In any event, the looter in question was advocating floating the idea of an extension of the Michigan sales tax to include services, and a reduction in the rate to 5% from 6%. He attempted to make it sound confiscation revenue neutral, but was forced to acknowledge that it would represent a tax increase. The interviewer noted that advocating tax increases was an atypical Republican position. Wouldn’t this increase costs for consumers, the host asked?

The response was (I paraphrase), “No, we’re talking about a tax on business.”

This does make sense if we assume that every service business required to charge the new 5% tax decides to cut its prices by 5%. Otherwise, I’m afraid consumers will be paying it.

I know it is fashionable for Liberals to talk about taxing business as if this was somehow entirely divorced from taxing individuals, but the fact is that businesses do not pay taxes – taxes simply form part of the cost of their products and services. You pay their taxes when you buy those products or services.

For example, all the services that General Motors, Ford and Chrysler buy in Michigan, including health care for retirees, will go up by 5%. Let’s not expect the Shrinking-Three to absorb the increase.

The radio host noted that a services tax would hurt businesses in border communities. The response was that most Michiganders don’t live close enough to a border to be able to avoid such a tax. That this contradicts the idea of a “business tax” went unremarked. that it holds Michigan citizens in contempt is obvious. Maybe a change of this nature could contribute to a more effective tax regime, but when discussed in the terms above it is obvious that that is not the objective.

I think the real question is how many Michiganders will decide to relocate to another side of the State border – or be forced to.
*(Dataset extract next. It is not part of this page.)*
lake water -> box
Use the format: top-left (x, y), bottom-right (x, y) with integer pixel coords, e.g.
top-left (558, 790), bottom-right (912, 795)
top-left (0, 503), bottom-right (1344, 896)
It is certainly disappointing to hear a putative Republican talk this way, but that’s not the worst of it. At the National level we have the Democrats promising to raise both taxes and the minimum wage. A tax increase has the same effect at the National level as it does at the State level.

The increase in the minimum wage, however, has far more insidious effects. Minimum wages set above the value of the labor disproportionately damage small business, because small business provides most of those jobs. The truly damning point, though is this:

… only 5.3 percent of minimum wage earners are from households below the official poverty line; forty percent of minimum wage earners live in households with incomes $60,000 and higher; and, over 82 percent of minimum wage earners do not have dependents.

That last is excerpted from Amy Ridenour’s National Center Blog. The whole thing is worth reading, and you can do so here.

Update: 8:42PM
H/T BizzyBlog

…states that lacked an income tax saw stronger economic growth, stronger personal income growth, stronger population growth, and stronger job growth, than states with the highest income tax rates. States without income taxes also, shockingly enough (not!), had fewer budget problems than the states with the highest income taxes.

But income taxes are just one part of the tax equation. Let’s now turn to a comparison of the ten highest taxed states and the ten lowest taxed states. The Texas Public Policy Foundation crunched the numbers (.pdf), taking income taxes, sales taxes, property taxes, gasoline taxes, alcohol taxes, and all the other state and local taxes to determine the overall tax burden in each state.